The City of Raleigh has decided that community vegetable gardens are to be encouraged in some areas, but not in others. This policy is at the heart of a very interesting dispute brewing between Raleigh and the owner of the Irregardless Cafe. He wants to build a community vegetable garden on two acres of neglected land. His goal, according to Carolina Journal reporter Sara Burrows, is to grow veggies for his restaurant and foster a sense of community in the area. That is, if city regulations will allow him to do it.

Under the city’s new Unified Development Ordinance — a set of rules for developers designed to create more urban density and less urban “sprawl” — only vacant lots zoned “Residential-10” can be used for community gardens. Gordon’s property is zoned “Residential-4.” The difference?
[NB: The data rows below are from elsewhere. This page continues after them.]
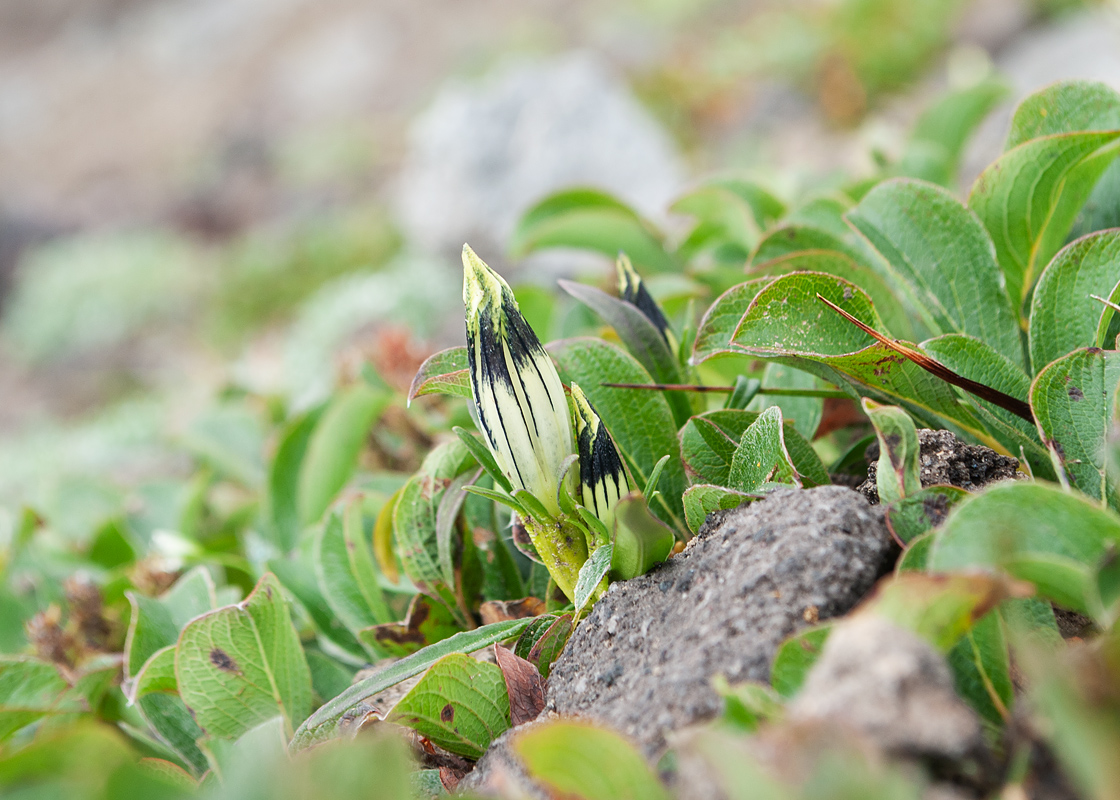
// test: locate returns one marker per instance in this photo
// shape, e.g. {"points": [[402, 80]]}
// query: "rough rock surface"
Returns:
{"points": [[893, 688], [643, 660], [943, 459], [483, 152]]}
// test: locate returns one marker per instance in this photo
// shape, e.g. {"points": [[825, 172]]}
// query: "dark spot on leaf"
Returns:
{"points": [[222, 660], [935, 508]]}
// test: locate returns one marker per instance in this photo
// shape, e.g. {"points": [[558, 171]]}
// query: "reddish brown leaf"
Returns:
{"points": [[523, 684]]}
Developers are allowed to build 10 housing units per acre in the former and 4 housing units per acre in the latter. 
R-4 zones are typically used for single-family homes, where R-10 “is more of a multifamily development,” Silver said. 

Most land zoned R-10 is located downtown or near downtown, in what is referred to as “East Raleigh.” 
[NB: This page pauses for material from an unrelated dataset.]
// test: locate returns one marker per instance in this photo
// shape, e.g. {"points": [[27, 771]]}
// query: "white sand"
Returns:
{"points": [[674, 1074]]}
“Those are the places where we have a lot of what we call food deserts,” Silver said. “So we felt it was OK to have a community garden lot — without a house — there, if that’s what people want to do.”

But city planners did not “feel” it was OK to have “urban” gardens in the suburbs, no matter how close they were to downtown. 

“We felt that if you bought a piece of property and you assumed you bought into a neighborhood, and then all of a sudden next door, there’s a garden that pops up that we wanted to make sure it was in areas that people were comfortable with gardens being next door,” Silver said.